Slowly the king set forth his hand, and it shook as he did so. He laid it on Owen's head, while the letter that was on his knees fluttered unheeded to the floor as he bent forward and spoke softly:
"Owen, Owen," he said, "I have forgotten nought. Forgive the old blindness, and come and take your place again beside me."
And as Owen took the hand that would have raised him and kissed it, the old king added in the voice of one from whom tears are not so far:
"I have wearied for you, Owen, my nephew. Sorely did I wrong you in my haste in the old days, and bitterly have I been punished. I pray you forgive."

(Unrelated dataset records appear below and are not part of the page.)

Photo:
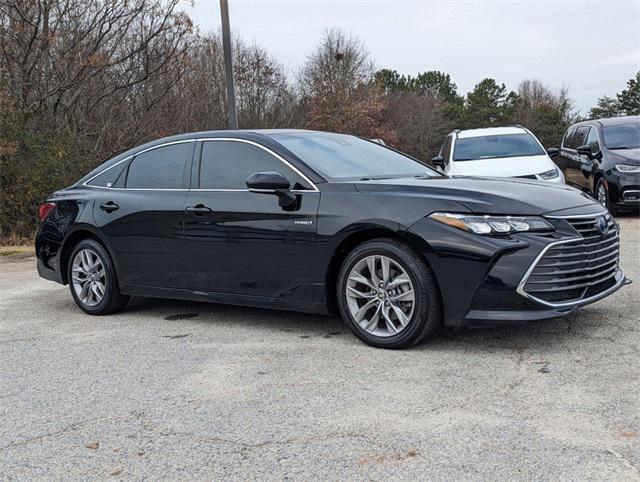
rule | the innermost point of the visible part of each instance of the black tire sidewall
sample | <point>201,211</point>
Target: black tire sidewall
<point>426,295</point>
<point>111,280</point>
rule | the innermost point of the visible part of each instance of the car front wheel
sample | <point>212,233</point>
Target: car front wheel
<point>387,295</point>
<point>92,279</point>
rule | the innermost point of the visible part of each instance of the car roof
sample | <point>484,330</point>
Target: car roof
<point>610,121</point>
<point>491,131</point>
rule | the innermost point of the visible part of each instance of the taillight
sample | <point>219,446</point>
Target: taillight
<point>44,210</point>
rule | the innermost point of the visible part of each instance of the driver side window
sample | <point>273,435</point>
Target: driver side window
<point>228,164</point>
<point>592,141</point>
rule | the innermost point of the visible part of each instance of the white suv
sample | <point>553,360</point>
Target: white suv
<point>497,152</point>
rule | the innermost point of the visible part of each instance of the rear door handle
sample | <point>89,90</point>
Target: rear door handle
<point>109,207</point>
<point>198,209</point>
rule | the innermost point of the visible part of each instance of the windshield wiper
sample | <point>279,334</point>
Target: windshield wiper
<point>373,178</point>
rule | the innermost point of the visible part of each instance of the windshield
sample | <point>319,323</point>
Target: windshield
<point>492,147</point>
<point>345,158</point>
<point>623,136</point>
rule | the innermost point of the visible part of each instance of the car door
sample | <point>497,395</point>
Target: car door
<point>581,164</point>
<point>243,242</point>
<point>142,216</point>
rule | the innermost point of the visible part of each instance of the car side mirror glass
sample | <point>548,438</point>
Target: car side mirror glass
<point>272,182</point>
<point>268,180</point>
<point>438,161</point>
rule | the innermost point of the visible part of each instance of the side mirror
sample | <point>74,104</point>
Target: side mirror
<point>585,150</point>
<point>272,182</point>
<point>438,161</point>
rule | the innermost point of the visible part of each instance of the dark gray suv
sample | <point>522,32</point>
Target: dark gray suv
<point>602,157</point>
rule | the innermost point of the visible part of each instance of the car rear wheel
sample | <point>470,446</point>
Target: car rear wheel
<point>387,295</point>
<point>92,279</point>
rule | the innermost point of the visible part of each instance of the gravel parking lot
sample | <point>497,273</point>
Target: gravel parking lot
<point>181,390</point>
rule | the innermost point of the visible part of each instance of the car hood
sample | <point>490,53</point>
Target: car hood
<point>625,156</point>
<point>490,195</point>
<point>503,167</point>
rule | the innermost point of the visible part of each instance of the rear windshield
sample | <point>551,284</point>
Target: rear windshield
<point>492,147</point>
<point>623,136</point>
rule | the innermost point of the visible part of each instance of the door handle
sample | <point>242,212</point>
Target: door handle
<point>198,209</point>
<point>109,207</point>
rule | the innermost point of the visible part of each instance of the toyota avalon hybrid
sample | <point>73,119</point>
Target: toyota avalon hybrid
<point>321,222</point>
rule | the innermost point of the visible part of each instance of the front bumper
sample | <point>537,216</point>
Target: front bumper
<point>481,278</point>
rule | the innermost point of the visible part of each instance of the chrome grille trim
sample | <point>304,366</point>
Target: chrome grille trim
<point>564,272</point>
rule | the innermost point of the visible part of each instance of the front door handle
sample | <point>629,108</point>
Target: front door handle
<point>109,207</point>
<point>198,209</point>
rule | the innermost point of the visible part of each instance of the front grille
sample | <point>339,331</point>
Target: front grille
<point>571,271</point>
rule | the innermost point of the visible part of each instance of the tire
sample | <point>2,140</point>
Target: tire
<point>87,261</point>
<point>601,187</point>
<point>422,316</point>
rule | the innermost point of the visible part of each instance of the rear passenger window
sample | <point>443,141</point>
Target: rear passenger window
<point>161,168</point>
<point>228,164</point>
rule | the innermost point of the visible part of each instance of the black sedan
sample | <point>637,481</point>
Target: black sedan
<point>322,222</point>
<point>602,157</point>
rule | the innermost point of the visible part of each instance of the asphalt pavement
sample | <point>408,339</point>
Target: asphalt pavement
<point>189,391</point>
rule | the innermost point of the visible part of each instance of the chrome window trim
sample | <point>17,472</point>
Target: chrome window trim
<point>204,139</point>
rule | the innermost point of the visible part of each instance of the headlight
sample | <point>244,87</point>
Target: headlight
<point>552,174</point>
<point>627,168</point>
<point>493,224</point>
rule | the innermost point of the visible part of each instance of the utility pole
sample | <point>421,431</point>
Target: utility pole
<point>228,65</point>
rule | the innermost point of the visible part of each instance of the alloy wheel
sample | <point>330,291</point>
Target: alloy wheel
<point>89,277</point>
<point>380,295</point>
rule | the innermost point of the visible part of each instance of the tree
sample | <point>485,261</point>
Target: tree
<point>487,105</point>
<point>629,98</point>
<point>546,112</point>
<point>606,107</point>
<point>420,109</point>
<point>420,121</point>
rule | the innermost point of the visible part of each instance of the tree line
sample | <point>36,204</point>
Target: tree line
<point>81,80</point>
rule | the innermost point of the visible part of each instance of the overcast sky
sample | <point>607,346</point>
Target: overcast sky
<point>592,47</point>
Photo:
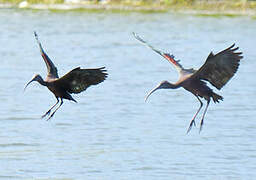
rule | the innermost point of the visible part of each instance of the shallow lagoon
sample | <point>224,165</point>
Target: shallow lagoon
<point>111,133</point>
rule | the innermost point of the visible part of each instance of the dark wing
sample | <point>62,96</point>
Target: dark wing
<point>167,56</point>
<point>79,80</point>
<point>220,68</point>
<point>52,70</point>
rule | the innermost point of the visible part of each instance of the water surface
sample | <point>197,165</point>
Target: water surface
<point>111,133</point>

Then Owen rose, and it seemed to me that on the king the weight of years had fallen suddenly, so that he had grown weak and needful of the strong arm of the steadfast prince who stood before him, and I took the arm of the steward and pulled him unresisting through the doorway, so that what greeting those two might have for one another should be their own.
Then said the steward to me as we looked at one another:
"This is the best day for us all that has been since the prince who has come back left us. There will be joy through all Cornwall."

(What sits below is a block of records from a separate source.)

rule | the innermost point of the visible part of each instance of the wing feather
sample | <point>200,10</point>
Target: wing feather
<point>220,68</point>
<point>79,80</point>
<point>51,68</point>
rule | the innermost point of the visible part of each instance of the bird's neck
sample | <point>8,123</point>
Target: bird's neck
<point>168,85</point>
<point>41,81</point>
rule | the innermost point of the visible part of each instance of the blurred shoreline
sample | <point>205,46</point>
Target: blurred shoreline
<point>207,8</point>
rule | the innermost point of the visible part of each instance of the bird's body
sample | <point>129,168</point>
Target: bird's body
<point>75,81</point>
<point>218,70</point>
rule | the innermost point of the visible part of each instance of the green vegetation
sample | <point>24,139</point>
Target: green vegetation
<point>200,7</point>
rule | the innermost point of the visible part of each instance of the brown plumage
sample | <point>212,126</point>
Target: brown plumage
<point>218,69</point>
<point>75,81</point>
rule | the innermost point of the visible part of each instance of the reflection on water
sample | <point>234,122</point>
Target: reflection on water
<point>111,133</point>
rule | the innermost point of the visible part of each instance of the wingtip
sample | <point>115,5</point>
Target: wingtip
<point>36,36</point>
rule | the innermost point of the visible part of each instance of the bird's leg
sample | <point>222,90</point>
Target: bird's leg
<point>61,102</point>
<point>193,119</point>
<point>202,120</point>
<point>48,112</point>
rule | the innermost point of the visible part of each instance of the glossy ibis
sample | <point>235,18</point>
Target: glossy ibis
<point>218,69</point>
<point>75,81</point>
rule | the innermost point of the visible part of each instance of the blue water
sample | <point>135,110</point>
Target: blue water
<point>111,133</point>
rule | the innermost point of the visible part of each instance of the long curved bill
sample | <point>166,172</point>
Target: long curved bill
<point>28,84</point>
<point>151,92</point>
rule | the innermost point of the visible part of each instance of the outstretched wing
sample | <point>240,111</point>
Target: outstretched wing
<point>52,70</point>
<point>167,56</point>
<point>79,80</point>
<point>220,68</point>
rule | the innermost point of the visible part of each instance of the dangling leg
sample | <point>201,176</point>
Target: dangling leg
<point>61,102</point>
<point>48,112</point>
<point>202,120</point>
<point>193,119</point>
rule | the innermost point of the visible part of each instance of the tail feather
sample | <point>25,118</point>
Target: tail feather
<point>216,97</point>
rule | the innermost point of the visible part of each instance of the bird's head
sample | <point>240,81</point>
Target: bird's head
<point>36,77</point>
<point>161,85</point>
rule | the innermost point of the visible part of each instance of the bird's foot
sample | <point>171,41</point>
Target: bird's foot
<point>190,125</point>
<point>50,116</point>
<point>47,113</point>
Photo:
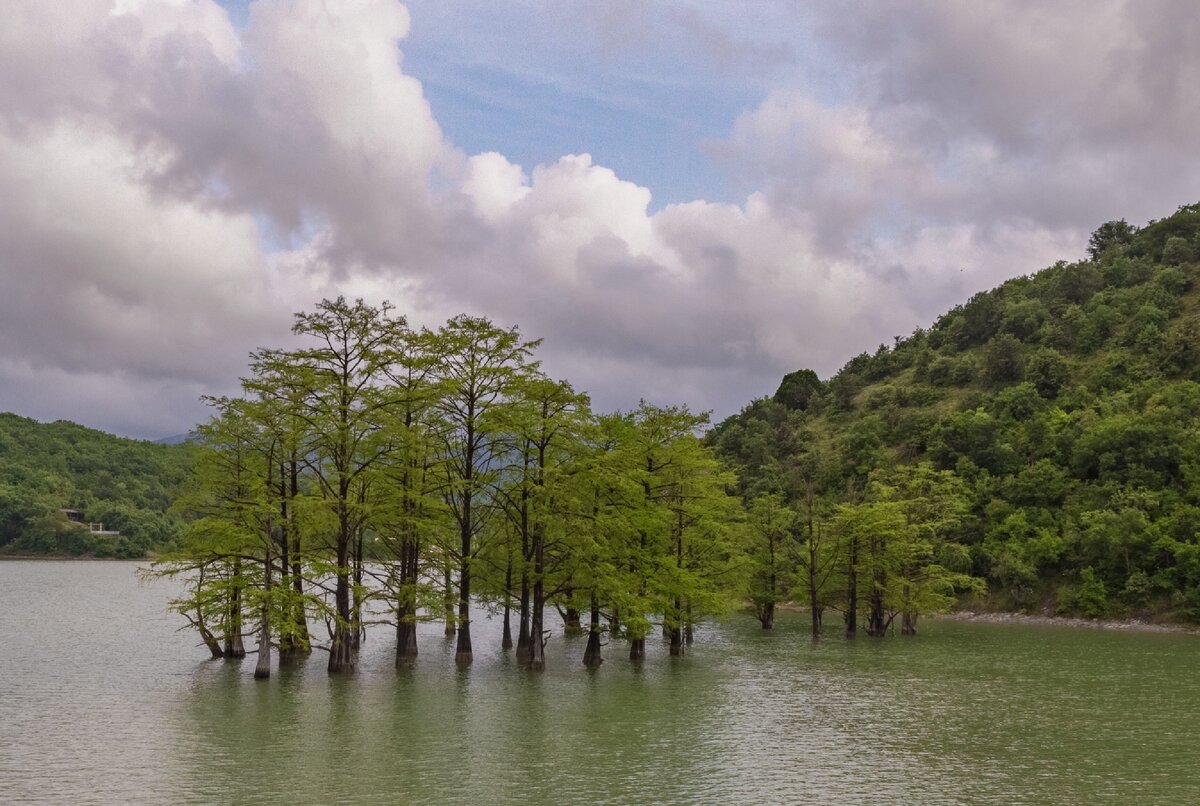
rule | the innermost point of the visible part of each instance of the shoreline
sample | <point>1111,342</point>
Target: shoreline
<point>1117,625</point>
<point>60,558</point>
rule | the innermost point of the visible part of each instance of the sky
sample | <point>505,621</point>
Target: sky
<point>684,199</point>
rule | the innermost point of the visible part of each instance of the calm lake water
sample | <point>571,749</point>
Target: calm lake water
<point>102,701</point>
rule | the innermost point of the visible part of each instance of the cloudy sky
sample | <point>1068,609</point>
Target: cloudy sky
<point>685,199</point>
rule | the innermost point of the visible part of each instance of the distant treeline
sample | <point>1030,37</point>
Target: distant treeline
<point>126,485</point>
<point>1061,413</point>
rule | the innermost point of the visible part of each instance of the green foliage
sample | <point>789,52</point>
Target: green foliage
<point>1110,235</point>
<point>798,389</point>
<point>123,483</point>
<point>1067,404</point>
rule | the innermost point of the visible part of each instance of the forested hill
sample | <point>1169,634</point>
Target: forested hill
<point>1066,408</point>
<point>123,483</point>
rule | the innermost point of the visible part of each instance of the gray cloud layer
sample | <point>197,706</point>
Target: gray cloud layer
<point>174,187</point>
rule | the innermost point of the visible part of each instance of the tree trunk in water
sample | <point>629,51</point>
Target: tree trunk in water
<point>210,641</point>
<point>592,657</point>
<point>301,642</point>
<point>233,648</point>
<point>341,649</point>
<point>876,624</point>
<point>767,615</point>
<point>676,631</point>
<point>406,612</point>
<point>462,654</point>
<point>406,639</point>
<point>263,667</point>
<point>852,591</point>
<point>449,600</point>
<point>814,602</point>
<point>507,641</point>
<point>571,625</point>
<point>523,621</point>
<point>358,632</point>
<point>537,635</point>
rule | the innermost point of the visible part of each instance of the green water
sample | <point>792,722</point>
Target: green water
<point>101,701</point>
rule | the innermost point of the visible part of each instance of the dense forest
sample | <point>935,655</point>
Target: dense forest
<point>1043,438</point>
<point>126,486</point>
<point>1036,449</point>
<point>382,473</point>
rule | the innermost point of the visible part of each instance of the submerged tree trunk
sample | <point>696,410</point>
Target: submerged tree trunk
<point>357,629</point>
<point>448,600</point>
<point>463,655</point>
<point>592,657</point>
<point>852,590</point>
<point>814,596</point>
<point>523,621</point>
<point>341,649</point>
<point>263,667</point>
<point>909,618</point>
<point>507,639</point>
<point>876,618</point>
<point>406,609</point>
<point>571,625</point>
<point>767,615</point>
<point>233,645</point>
<point>676,630</point>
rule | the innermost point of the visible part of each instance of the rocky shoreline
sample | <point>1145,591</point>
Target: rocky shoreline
<point>1126,625</point>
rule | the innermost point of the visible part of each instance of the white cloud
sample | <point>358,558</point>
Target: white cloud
<point>177,187</point>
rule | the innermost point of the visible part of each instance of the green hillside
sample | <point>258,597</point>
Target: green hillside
<point>123,483</point>
<point>1065,403</point>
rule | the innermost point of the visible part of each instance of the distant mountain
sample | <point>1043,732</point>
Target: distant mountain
<point>1068,403</point>
<point>178,439</point>
<point>54,474</point>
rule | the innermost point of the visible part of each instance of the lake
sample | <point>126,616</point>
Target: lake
<point>103,701</point>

But I knew that what I dreaded had come to pass, and that from henceforth the way of the prince of Cornwall and of the house-carle captain of Ina's court must lie apart, and I had no answer for him.
[CHAPTER V]. HOW OSWALD FELL INTO BAD HANDS, AND FARED EVILLY, ON THE QUANTOCKS.
It would be long for me to tell how presently Owen called me in to speak with the king, and how he owned me as his foster son in such wise that Gerent smiled on him, and spoke most kindly to me as though I had indeed been a kinsman of his own. And then, after we had spoken long together, Thorgils was sent for, and he told the tale of the end of Morgan plainly and in few words, yet in such skilful wise that as he spoke I could seem to see once more our hall and myself and Elfrida at the dais, even as though I were an onlooker.